"When the police come calling - how safe are your notes?"

"When the police come calling - how safe are your notes?"
"When the police come calling - how safe are your notes?"
Thames Valley Network - Roadshow event on 5th June 2017
 For those that made the event I hope you enjoyed the evening as much as I did. My sincere thanks to Dr Jonathan Passmore who gave a fantastic workshop which allowed for some interesting and lively debate around contracting, ethics and record keeping.
This was one of the first Roadshow events that the EMCC regions have run, implementing the idea from Lis Merrick to share some of the presentations at the EMCC International event with regional members who may not have had the opportunity to attend the International conference.

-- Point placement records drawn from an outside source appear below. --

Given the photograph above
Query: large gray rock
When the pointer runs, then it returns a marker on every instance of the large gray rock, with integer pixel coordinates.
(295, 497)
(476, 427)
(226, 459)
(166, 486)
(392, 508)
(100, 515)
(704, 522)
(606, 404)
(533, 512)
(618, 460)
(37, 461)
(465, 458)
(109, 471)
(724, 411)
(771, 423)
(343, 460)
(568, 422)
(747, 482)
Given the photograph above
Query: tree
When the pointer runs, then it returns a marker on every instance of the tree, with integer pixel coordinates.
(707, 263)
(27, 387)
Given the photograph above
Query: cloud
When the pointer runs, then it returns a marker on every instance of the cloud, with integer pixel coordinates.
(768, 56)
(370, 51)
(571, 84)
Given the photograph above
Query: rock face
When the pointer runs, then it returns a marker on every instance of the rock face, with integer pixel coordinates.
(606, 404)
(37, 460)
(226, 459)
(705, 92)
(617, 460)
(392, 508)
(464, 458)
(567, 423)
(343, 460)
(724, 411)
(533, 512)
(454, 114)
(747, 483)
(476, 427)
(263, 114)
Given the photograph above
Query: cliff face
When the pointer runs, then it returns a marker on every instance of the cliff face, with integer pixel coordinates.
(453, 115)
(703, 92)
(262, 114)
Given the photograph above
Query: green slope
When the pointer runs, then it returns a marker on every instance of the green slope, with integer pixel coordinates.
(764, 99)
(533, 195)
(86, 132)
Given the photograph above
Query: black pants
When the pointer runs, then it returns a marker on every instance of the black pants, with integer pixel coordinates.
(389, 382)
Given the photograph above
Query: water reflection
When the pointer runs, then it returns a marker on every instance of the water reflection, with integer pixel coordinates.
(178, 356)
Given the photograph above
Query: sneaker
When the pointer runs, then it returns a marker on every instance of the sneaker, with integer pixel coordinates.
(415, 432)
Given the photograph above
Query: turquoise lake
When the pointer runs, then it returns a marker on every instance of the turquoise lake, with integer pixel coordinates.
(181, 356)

The presentation was entitled " When the police come calling- how safe are your notes?" I must admit to wondering about the sensationalism of the head line theme however the detail of the content covered:
How clear is our contracting around our note-taking and record-keeping?

• What sort of notes do we take?
• How do we store them?
• When and how do we destroy them and do we have a stated policy?
• Are we registered with the relevant authorities for data protection in our country? Should we be? How does this impact on us?
• How do we protect confidentiality and in what circumstances might we breach this?
• What are the solid foundations we can put in place to support us? 
• Should either our clients, organisations or courts/police ask for notes?
Not just to mention the ethical dilemma, this topic begins to have far more relevance with the pending GDPR that comes into force in May 2018, legislation that should really not be ignored.
What was delivered was a timely reminder to us all who attended how we use, store and dispose of information and how this perhaps conflicts with outside influences both ethical and legislative.
We had many of our regular Thames Valley attendees at the meeting and we were also joined by members from London and one from the North West, inspired by either the topic or the opportunity to listen to Jonathan Passmore. Not that there was too much listening, Jonathan’s style of inclusiveness that encourages  debate made for an interesting and interactive evening where we were able to share some experiences and challenges on ethics, confidentiality and data retention from across private, public and third sector organisations.
I always enjoy the debates at regional events that I attend and find the depth and breadth of experience from our membership has supported my own development within coaching and mentoring. The CPD roadshows are providing another method to help participants achieve their own development and we are  looking forward to two events in September and November where well-being and our own self-reflective development  will be the theme.